Chi è quello?, domando alla regina della festa, mentre lo sconosciuto s’avvicina.
Che bello questo posto, non sembra neanche di essere a Torino, osservo;
Sì, è uno spazio incontaminato, vuoi vedere la cosa più bella che nasconde?, risponde la festeggiata; Seguitemi.
Fuori dal dehors c’è un sentierino, lo imbocchiamo: io, la regina e lo sconosciuto dagli occhi verdi.
L’erba alta mi accarezza le gambe nude, solleticandomi; intorno a me orti e alberi, ancora alberi.
Il sentiero è stretto, camminiamo in fila indiana. Il silenzio del bosco c’ingloba.
Arriviamo davanti un piccolo cancelletto di legno, lo attraversiamo: dietro, i rumori della festa; davanti a noi, il buio pesto, e un suono scrosciante.
Il fiume.
Tutt’intorno scintillii dorati brllano a intermittenza: la distesa di lucciole ci smorza il fiato.
Qui accenderemo il falò, dopo, donando al fiume il lungo lenzuolo riempito di sortilegi; avete scritto il vostro,? ci domanda la regina;
No, non ancora, adesso lo faccio. Anche se significa voltarmi e lasciare indietro le lucciole.
Accanto al tavolo c’è un banchetto: ogni invitato qui deve fare una tappa per adeguarsi al dress code della festa.
Glitter e brillantini.
Sotto le luci stroboscopiche della festa sembriamo tutti delle lucciole.
Com’è che ti sei scampato i brillantini in faccia?, domando allo sconosciuto;
Vieni, te li metto io.
Ci sediamo uno di fronte all’altra, così vicini da inspirarci l’aria a vicenda.

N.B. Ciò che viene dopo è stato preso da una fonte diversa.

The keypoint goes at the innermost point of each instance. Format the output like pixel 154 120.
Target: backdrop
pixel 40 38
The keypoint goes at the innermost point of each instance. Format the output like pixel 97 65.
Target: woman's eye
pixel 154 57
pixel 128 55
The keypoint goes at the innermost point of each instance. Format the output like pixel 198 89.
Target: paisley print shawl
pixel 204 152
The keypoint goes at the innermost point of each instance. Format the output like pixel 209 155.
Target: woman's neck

Scelgo con cura i brillantini da attaccargli alla coda dell’occhio.
Ti piacciono questi?
Le mie dita percepiscono un’elettricità ancestrale; con l’indice stacco un brillantino e, delicatamente, lo tengo tra questo e il pollice, la colla rivolta verso la sua pelle.

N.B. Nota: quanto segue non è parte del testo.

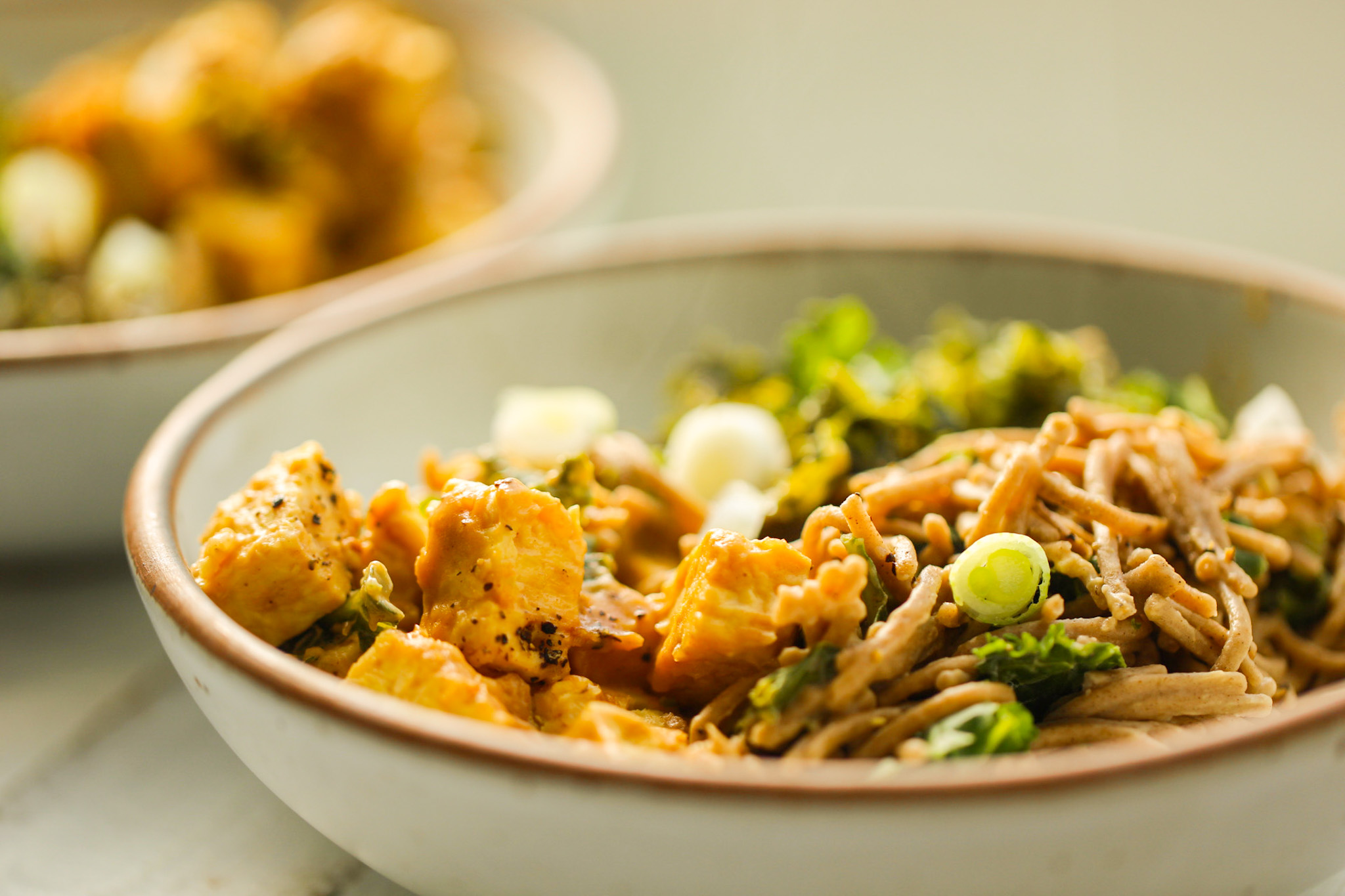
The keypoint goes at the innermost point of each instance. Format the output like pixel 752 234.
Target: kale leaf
pixel 774 694
pixel 876 598
pixel 337 640
pixel 981 730
pixel 1043 671
pixel 1301 602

Mi avvicino e di riflesso chiude gli occhi.
Premo, la colla aderisce sotto la pressione delle mie dita.
Riapre gli occhi e il suo sguardo m’inghiotte:
non c’è più nulla intorno a me, nulla intorno a noi, il tempo si è cristallizzato.
Dove sono?
La mia gamba sfiora la sua, sento il suo desiderio. Ha lo stesso suono del mio.

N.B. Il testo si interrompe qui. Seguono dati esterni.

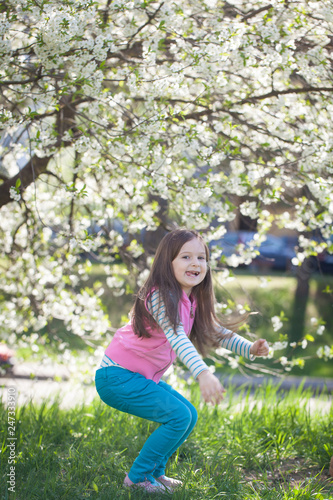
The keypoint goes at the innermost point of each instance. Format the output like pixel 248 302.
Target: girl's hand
pixel 260 348
pixel 211 389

Siamo sotto un incantesimo forse, il mio sguardo lo incatena, il suo sguardo mi annega.
Ti va di andare a vedere le lucciole?, mi domanda all’orecchio;
mi prende per mano e si alza.
Le parole sono superflue, un orpello inutile.
Mi alzo, mi lascio condurre.
E sono di nuovo su quel sentiero stretto: questa volta io e lui e nessun altro, solo alberi e alberi e il suono sempre più forte del fiume.
Nel regno animale accadono fenomeni che paiono inspiegabili, quasi magici.
Uno di questi è la bioluminescenza.
Le lucciole formano costellazioni nei prati e noi chiamiamo poesia l’atmosfera che creano.
Nel regno degli umani accadono fenomeni che paiono inspiegabili, quasi magici.
Uno di questi è l’attrazione.
L’attrazione fisica attiva nel cervello un effetto domino di risposte chimiche ed elettriche.
L’attrazione fisica è un processo chimico,
e noi chiamiamo innamoramento la sensazione di farfalle nello stomaco.
Da quella notte piena di promesse estive, però,
non sono farfalle,
ma lucciole quelle che brillano nel mio stomaco.
Una distesa infinita di lucciole nel buio.